The Execution Engine requires a new method to retrieve the accumulator value for the block with a given block_hash. After a long range sync, when the consensus layer sends the first gossipped payload, the execution layer and the consensus layer may find that their accumulators diverged, showing that the chain is invalid, but not where the divergence happened. The CL can find this point by requesting the accumulator value per block hash.
SHA256 is chosen over hash_tree_root because the execution layer does not currently implement SSZ hashing infrastructure. Using plain SHA256 over the concatenation of serialized request data allows both layers to compute the accumulator using only primitives they already have.

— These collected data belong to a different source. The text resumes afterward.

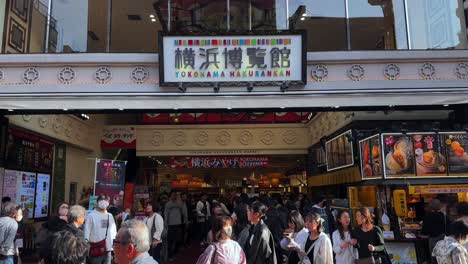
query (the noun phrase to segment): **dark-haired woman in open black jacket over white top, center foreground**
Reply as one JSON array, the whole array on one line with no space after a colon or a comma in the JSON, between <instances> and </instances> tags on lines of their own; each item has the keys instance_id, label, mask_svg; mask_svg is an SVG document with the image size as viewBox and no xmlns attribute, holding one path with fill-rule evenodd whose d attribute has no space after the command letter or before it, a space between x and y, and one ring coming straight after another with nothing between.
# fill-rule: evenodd
<instances>
[{"instance_id":1,"label":"dark-haired woman in open black jacket over white top, center foreground","mask_svg":"<svg viewBox=\"0 0 468 264\"><path fill-rule=\"evenodd\" d=\"M244 251L249 264L276 264L275 241L268 226L263 221L267 207L261 202L254 202L248 216L252 224Z\"/></svg>"}]
</instances>

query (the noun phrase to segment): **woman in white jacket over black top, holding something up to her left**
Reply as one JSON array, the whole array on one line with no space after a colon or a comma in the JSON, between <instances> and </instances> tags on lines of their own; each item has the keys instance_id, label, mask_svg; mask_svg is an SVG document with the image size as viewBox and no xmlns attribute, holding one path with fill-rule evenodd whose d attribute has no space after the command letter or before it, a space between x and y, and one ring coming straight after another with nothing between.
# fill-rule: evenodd
<instances>
[{"instance_id":1,"label":"woman in white jacket over black top, holding something up to her left","mask_svg":"<svg viewBox=\"0 0 468 264\"><path fill-rule=\"evenodd\" d=\"M333 263L333 250L328 235L323 232L323 221L317 213L309 213L305 217L305 226L309 236L304 241L291 242L291 248L298 252L300 264L330 264ZM311 261L312 259L312 261Z\"/></svg>"}]
</instances>

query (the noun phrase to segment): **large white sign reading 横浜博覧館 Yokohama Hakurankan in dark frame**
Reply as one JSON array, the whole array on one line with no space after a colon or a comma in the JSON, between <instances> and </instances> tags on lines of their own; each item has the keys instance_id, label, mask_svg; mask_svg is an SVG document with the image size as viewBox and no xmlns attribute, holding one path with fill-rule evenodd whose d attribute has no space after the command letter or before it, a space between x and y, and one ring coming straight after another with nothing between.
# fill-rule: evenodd
<instances>
[{"instance_id":1,"label":"large white sign reading \u6a2a\u6d5c\u535a\u89a7\u9928 Yokohama Hakurankan in dark frame","mask_svg":"<svg viewBox=\"0 0 468 264\"><path fill-rule=\"evenodd\" d=\"M305 84L305 35L161 36L160 85Z\"/></svg>"}]
</instances>

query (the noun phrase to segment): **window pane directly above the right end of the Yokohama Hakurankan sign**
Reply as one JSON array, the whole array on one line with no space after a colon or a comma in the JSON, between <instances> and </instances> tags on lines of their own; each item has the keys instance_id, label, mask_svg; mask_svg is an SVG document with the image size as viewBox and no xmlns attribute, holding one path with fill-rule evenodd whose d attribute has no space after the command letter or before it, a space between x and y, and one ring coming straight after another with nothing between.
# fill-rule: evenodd
<instances>
[{"instance_id":1,"label":"window pane directly above the right end of the Yokohama Hakurankan sign","mask_svg":"<svg viewBox=\"0 0 468 264\"><path fill-rule=\"evenodd\" d=\"M345 0L291 0L288 11L289 27L307 31L308 51L347 49Z\"/></svg>"}]
</instances>

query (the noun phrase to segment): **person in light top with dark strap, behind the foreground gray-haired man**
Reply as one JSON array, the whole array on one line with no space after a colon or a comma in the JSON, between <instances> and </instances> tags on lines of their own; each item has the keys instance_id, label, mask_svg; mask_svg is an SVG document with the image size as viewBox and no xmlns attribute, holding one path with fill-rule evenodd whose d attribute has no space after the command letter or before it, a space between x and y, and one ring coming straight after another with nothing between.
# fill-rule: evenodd
<instances>
[{"instance_id":1,"label":"person in light top with dark strap, behind the foreground gray-haired man","mask_svg":"<svg viewBox=\"0 0 468 264\"><path fill-rule=\"evenodd\" d=\"M153 205L148 202L145 208L146 217L143 222L145 222L150 232L150 255L159 262L161 258L161 235L164 231L164 220L160 214L156 213L157 208L157 204Z\"/></svg>"}]
</instances>

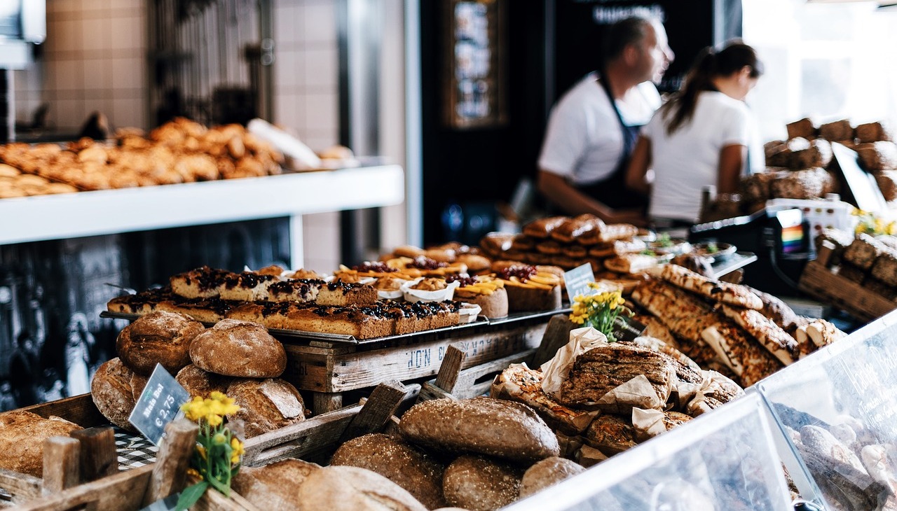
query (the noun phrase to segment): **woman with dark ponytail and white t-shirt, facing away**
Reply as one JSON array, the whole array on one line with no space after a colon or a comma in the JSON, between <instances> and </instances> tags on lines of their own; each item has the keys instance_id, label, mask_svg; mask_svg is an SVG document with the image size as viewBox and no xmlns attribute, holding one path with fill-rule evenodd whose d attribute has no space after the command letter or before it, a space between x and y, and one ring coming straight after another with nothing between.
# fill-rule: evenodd
<instances>
[{"instance_id":1,"label":"woman with dark ponytail and white t-shirt, facing away","mask_svg":"<svg viewBox=\"0 0 897 511\"><path fill-rule=\"evenodd\" d=\"M698 221L704 186L737 191L753 136L745 97L762 73L754 49L740 41L718 52L705 48L683 89L642 129L626 185L650 195L649 217L658 228Z\"/></svg>"}]
</instances>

The accumulator does not need to be Merkle-provable; it only needs to provide a binding commitment to the chain of values.
An accumulator that chains across blocks (rather than a per-block hash) is essential for the independent sync use case. During range sync, the consensus layer processes blocks sequentially. By chaining the hash, the CL can defer all execution payload verification: once the execution layer has caught up and verified its side of the accumulator, the CL can confirm that the entire chain of block hashes and execution requests was consistent, without having needed the individual payloads at each step.
Adding partial_header_hash to the ExecutionPayload allows the execution layer to independently verify the accumulator in its own state transition function. This ensures that both layers maintain and verify the same commitment chain, providing defense in depth and enabling each layer to detect inconsistencies without relying on cross-layer communication during sync.
This EIP modifies the ExecutionPayloadBid, BeaconBlockBody and ExecutionPayload containers, which is a consensus-breaking change. It requires activation as part of a hard fork.
This EIP does not introduce new trust assumptions. The consensus layer still eventually verifies all execution payloads; it simply defers this verification during range sync. The accumulator provides a cryptographic guarantee that the deferred verification will detect any inconsistency.
Copyright and related rights waived via CC0.